Another Great Vanilla Dude Rant:
Poncho Ville

Photo Credit: Phil "Murilee Martin" Greden

Editor’s Note: Over at The Truth About Cars, Murilee has another fine Junkyard Find, this  one about a 1981 Pontiac Bonneville Brougham. It provided an excellent point  of departure for star commenter Vanilla Dude. As always, the opinions expressed are  those  of the author, and not necessarily those of this site.

Although the Carter Administration was coming to an end, the Malaise Era dragged onward into 1981. GM was enjoying a level of prosperity and popularity never seen since. (Perhaps being popular during the Malaise years is one of the reasons folk today who remember those times, often don’t like GM?)

This wasn’t one of those reasons, however. By this year, GM had figured out how to enhance their seasoned body on framers, circa 1977 full sized cars. These were dull solid cars that only needed bordello interiors and jazzy paint themes to bring home the bacon. These were seats that were so deeply tufted and soft, you momentarily relived your time comfortably attached to your mother’s uterus. Remember, though, that this was GM – so, the committee that designed the seats, forgot to coordinate with the committee that designed the IP – so, if you got the wrong combo, you ended up with a steering wheel you couldn’t sit in front of, unless you tilted left, like Walter Mondale.

Auto interiors still reflected the swag lifestyle of the Disco Era. Padded vinyl roofs, opera lights and hood ornaments were expected options. Pontiac, however, was to be the “sporty” GM division, right? So, what we see here is one of the top line cars that did not carry these options, popular on other 1981 GM full sizers. Yuppies were still yet to be, so the stylings of this age and within this class of vehicle, still reflected the desires of folks born before 1940.

The market was hurting. The Industrial Age went into a full seizure myocardial infarction, and then a slow death spiral. The Pope was assassinated, but miraculously returned to life so he could take down the Kremlin. The President was assassinated, but miraculously returned to life so that he too, could take down the Kremlin. And sadly, GM launched the X Cars, which took them down like the Soviet Union, only a tad slower. John Paul and Reagan got their revenge by 1992, for the Chevy Citation, it took until 2009, (even as an assassin, the Citation sucked).

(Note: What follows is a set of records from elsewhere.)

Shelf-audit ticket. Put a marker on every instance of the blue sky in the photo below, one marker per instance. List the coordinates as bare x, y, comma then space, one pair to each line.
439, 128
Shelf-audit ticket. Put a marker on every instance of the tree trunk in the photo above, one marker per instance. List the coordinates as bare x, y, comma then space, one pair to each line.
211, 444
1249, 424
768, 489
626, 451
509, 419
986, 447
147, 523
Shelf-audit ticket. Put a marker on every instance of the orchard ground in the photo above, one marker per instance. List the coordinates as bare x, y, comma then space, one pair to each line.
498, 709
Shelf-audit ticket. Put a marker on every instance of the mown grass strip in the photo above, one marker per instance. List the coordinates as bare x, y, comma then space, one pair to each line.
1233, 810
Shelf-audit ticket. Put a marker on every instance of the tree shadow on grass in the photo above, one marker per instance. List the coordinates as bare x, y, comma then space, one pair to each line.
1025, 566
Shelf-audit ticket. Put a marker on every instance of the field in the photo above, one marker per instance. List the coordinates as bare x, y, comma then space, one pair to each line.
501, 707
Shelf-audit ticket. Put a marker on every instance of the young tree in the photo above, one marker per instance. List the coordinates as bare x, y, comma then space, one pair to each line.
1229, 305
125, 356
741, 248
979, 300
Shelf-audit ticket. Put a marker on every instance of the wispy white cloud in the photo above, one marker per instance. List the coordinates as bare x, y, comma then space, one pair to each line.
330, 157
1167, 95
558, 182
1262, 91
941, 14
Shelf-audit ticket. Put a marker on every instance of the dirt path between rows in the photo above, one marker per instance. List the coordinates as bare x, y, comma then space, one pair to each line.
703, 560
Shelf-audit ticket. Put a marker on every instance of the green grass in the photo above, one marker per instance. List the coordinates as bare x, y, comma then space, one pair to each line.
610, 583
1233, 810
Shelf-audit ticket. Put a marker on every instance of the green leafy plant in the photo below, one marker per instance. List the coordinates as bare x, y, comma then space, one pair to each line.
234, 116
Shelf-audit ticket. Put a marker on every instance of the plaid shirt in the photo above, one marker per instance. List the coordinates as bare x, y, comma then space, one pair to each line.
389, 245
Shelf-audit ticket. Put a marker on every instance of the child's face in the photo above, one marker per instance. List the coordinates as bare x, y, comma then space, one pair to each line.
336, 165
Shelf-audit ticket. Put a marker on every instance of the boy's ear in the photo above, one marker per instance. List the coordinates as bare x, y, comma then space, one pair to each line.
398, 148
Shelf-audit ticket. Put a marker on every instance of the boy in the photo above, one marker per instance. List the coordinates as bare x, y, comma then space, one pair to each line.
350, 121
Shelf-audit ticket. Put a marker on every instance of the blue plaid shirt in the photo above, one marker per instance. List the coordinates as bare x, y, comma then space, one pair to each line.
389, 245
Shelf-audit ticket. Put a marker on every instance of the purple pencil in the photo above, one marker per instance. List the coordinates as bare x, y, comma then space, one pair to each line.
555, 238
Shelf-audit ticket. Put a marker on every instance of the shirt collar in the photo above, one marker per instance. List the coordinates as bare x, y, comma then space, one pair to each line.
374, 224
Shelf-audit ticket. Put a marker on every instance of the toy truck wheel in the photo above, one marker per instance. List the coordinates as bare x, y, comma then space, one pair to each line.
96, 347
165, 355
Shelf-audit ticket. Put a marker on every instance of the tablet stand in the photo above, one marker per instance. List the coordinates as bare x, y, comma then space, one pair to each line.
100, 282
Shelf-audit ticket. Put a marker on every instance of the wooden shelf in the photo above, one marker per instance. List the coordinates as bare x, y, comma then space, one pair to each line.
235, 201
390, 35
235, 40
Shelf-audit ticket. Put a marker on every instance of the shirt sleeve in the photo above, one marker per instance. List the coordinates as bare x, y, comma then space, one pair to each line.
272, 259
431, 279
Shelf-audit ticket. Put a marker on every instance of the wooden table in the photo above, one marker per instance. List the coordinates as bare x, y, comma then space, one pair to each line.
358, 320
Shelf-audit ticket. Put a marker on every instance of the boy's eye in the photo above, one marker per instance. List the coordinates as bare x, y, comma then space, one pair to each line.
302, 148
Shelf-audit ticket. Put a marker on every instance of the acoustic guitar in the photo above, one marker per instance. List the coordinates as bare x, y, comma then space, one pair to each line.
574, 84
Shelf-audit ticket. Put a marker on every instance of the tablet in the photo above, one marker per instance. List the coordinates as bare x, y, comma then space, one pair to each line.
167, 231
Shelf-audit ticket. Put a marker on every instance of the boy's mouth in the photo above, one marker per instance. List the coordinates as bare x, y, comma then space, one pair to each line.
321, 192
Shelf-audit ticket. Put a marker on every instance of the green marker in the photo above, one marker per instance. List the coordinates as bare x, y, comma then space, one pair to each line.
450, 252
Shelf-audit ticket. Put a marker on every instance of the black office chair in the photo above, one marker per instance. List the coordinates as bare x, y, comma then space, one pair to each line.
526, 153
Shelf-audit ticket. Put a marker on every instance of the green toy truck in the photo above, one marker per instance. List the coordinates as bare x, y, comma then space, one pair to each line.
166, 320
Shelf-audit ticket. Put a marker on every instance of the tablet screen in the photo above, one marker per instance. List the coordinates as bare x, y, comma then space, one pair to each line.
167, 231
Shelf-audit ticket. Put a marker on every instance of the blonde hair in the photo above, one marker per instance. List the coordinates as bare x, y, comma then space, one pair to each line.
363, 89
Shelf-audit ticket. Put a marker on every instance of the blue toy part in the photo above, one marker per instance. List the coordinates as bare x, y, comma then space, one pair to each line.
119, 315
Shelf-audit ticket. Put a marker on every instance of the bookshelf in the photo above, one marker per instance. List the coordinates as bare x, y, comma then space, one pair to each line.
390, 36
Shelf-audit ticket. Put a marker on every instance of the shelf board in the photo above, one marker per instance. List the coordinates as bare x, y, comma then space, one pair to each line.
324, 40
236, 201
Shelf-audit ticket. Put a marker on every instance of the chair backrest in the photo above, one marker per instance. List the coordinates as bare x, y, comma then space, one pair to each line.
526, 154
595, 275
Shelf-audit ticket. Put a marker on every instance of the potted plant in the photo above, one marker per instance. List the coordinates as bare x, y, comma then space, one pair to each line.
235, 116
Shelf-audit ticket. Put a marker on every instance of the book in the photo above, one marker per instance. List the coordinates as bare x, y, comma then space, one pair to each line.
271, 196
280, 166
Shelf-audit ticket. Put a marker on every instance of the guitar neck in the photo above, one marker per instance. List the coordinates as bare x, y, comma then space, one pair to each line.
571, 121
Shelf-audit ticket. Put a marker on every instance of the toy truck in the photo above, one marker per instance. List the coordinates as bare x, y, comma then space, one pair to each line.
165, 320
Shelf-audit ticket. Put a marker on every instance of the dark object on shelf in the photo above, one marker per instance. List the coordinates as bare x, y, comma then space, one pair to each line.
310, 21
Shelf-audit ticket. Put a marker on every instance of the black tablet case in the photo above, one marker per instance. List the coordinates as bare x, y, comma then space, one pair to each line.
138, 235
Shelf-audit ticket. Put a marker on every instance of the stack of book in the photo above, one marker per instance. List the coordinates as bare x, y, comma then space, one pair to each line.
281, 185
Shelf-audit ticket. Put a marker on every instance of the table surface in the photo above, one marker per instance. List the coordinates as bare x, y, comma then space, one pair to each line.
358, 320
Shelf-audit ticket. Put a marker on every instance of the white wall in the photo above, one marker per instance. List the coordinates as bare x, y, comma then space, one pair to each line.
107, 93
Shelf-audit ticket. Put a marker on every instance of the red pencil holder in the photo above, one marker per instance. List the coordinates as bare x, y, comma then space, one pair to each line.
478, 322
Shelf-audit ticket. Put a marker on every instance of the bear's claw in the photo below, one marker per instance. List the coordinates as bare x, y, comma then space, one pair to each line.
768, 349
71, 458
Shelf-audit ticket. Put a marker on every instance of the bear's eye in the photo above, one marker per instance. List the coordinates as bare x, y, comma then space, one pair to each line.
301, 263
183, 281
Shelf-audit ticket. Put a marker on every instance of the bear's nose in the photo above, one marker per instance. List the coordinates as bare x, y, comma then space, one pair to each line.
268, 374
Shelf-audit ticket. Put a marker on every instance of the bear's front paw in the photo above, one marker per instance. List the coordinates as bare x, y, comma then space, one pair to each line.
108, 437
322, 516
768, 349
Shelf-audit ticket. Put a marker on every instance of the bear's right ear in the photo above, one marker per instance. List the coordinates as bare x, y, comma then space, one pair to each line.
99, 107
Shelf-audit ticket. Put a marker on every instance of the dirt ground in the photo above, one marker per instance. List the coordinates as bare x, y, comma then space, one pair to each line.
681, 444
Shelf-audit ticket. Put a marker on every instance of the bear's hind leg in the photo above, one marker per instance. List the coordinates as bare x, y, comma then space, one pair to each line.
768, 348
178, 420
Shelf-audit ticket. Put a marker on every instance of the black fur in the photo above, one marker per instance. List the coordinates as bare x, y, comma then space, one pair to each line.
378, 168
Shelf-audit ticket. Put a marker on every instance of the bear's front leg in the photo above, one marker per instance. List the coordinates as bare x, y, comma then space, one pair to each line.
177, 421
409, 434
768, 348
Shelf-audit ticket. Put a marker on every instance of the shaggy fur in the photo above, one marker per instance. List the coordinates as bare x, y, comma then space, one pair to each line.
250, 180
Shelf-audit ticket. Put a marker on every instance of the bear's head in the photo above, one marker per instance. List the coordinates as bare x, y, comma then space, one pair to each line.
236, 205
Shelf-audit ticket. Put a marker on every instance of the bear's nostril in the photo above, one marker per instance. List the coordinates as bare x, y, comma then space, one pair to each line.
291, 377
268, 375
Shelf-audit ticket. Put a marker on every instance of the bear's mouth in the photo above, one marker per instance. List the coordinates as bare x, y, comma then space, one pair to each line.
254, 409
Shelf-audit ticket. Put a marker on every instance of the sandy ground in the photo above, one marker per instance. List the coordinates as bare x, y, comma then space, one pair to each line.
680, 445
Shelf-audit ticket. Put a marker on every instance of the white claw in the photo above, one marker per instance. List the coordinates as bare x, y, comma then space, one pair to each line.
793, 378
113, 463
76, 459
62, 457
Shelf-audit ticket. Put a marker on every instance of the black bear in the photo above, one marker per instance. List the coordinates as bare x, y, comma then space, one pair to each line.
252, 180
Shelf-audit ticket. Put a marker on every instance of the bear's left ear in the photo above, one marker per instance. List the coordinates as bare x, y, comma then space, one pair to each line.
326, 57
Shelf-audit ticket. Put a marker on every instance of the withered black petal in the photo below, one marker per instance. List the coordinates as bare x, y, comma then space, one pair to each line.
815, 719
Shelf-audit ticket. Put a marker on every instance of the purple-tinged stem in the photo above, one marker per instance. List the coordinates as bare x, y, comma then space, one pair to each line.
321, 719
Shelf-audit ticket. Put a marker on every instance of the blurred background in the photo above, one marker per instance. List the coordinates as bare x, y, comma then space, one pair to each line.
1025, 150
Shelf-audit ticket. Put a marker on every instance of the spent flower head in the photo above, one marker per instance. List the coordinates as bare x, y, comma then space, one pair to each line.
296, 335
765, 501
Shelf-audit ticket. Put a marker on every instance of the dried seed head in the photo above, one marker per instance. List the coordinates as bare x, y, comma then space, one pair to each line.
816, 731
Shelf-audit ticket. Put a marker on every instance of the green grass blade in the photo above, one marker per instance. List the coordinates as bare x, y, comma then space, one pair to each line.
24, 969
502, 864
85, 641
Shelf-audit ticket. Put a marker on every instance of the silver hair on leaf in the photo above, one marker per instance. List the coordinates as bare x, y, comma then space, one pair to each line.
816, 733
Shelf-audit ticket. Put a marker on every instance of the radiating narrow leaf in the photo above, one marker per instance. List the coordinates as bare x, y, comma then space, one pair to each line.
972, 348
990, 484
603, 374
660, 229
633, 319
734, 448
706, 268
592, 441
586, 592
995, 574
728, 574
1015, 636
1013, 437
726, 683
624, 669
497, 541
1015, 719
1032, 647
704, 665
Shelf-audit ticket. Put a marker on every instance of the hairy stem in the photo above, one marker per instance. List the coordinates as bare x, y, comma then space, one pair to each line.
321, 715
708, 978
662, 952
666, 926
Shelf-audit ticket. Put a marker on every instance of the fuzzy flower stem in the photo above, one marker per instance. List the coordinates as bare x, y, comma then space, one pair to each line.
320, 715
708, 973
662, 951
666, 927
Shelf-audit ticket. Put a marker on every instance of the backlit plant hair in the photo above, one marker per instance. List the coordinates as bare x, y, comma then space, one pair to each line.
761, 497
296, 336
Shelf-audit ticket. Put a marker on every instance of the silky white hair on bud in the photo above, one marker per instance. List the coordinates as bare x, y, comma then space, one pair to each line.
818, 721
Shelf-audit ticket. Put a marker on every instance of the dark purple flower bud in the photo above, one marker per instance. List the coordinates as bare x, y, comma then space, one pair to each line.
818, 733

For GM and the Soviets, 1981 was the beginning of the end. For Pontiac, anticipating some kind of Market shift – dropped this full sizer the following year, to lead towards that Malaise Era Dawn promised by the soon-to-be Ex-Presidente Carter, that is, dull small front wheel drive cars and gas prices of $4 a gallon – that is, if gas could be found in 1982. Washington, once again, ensured that by establishing the Department of Energy, that any Federal Energy policy was based on fear and loathing, not the actual science found in geology. Reagan was laughed at when he suggested lower pump prices. Oddly, these environmentalists and other assorted doomsayers are making these same claims today like Millerites predicting the Rapture in 1840, uh, 1841, they meant, 1843 – no, really, the end is coming – soon…

The end only came for Bobby Sands in 1981 though, and instead of being shot by someone with connections to the KGB, he decided to stop eating. Hmmm, if the Soviets could have only convinced the Pope and Reagan to stop eating, then perhaps they could have lasted longer. The Soviet Rapture could have been delayed until, maybe 2001.

If GM could have been convinced to not create X-Cars, then they could have prevented US auto buyers to do a Bobby Sands on them.

By 1982, Pontiac realized they made a terrible Market mistake by listening to the doomsayers predicting the end of big cars. So, instead of this glorious bastard of a fine automobile, Pontiac hurriedly shipped in Canadian Caprices which up there, were called Parisiennes. The Bonneville ended up on a nasty front driver, where it languished for a decade or more while the model that it once was, was enthroned upon a car named to impress Quebec.

This was a good car and it should have been continued right up until folks stopped buying it.